I love that. That untamed sense of fierceness Jessica has is so brilliant. To me, a really seminal moment is when she’s in the rain and she can’t go back in, and Mother Raquella recruits her. That moment when a charismatic leader says, “You are very, very special, and you are very powerful and you are incredibly talented. Join me. Together we are going to do great things.”
That’s the oldest recruiting tool in the book. Valya does it to other people as well. But it’s a very dangerous thing to do to a young person, I think, because it gives them a kind of messianic belief in the path, you know? I find it fascinating.
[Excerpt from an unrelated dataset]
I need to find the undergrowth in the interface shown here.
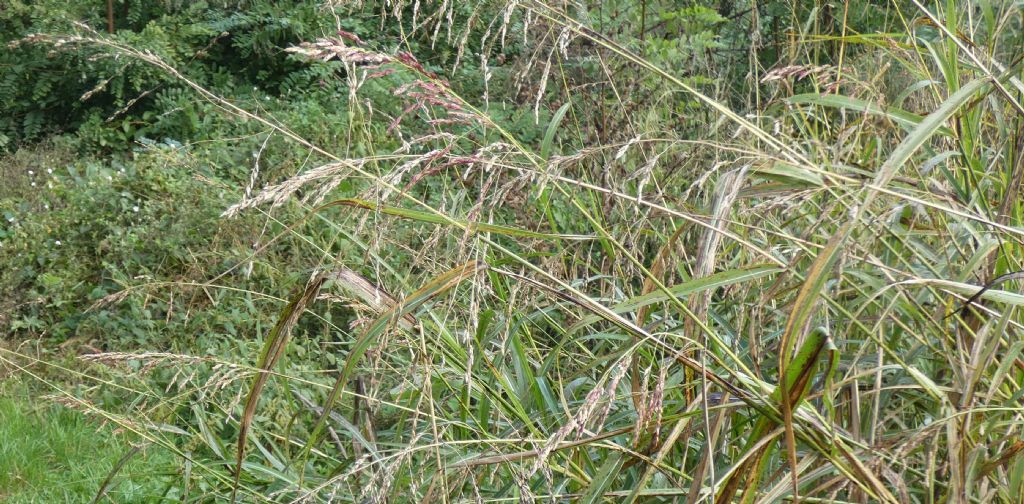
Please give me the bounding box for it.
[0,1,1024,502]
Valya’s story also extends 10,000 years in the future. The work she does here leads to the events of Dune. She kind of wins, in the end, right?
I don’t want to give anything away, but people think that they’re controlling things, and in fact, the prophecy is self-fulfilling.
Right.
That’s way too dramatic! But it’s very interesting, you know? Did they jump, or were they pushed? Who knows what happens in 10,000 years, but it’s the idea that it’s like a religion. They plant these myths, these ideas, and it becomes a religion. And it’s all bullocks.
How do you embrace that aspect of Valya’s story and the Sisterhood’s origin?
You don’t have to look far to find charismatic leaders who believe in subjugation and destruction in pursuit of their cause. It’s often as much about land as it is about religion. Religion is kind of a hook to hang it on. I think that sort of messianic recruitment and that sense of power — building a school around yourself, of young people who all look up to you and don’t question you — I grew up in a quasi-religious situation, which was nothing like this, but had elements of that kind of structure to it. That sense of youth taking things incredibly seriously and being very pure in their intent about things. It’s like fuel for the machine.
Which is interesting, because the ultimate goal for Valya and the Sisterhood is really weird! This breeding program!
Yeah. Eugenics!
I mean, we start off a series marrying a nine-year-old boy to a woman in her 20s! Go figure. It’s appalling. But it is, through history, how nations have made alliances and power has been [preserved]. It’s usually some 12-year-old girl being married off. A lot of the history of this country, England, has been determined by those kinds of alliances.
It’s a hell of a tone-setter, right? We’re starting with regular eugenics, and then our methods escalate to—
Computer-generated eugenics! That sort of determines who’s going to be the chosen one.
But that later down, the series has an incredible payoff. I’m not going to spoil it for you, but it does!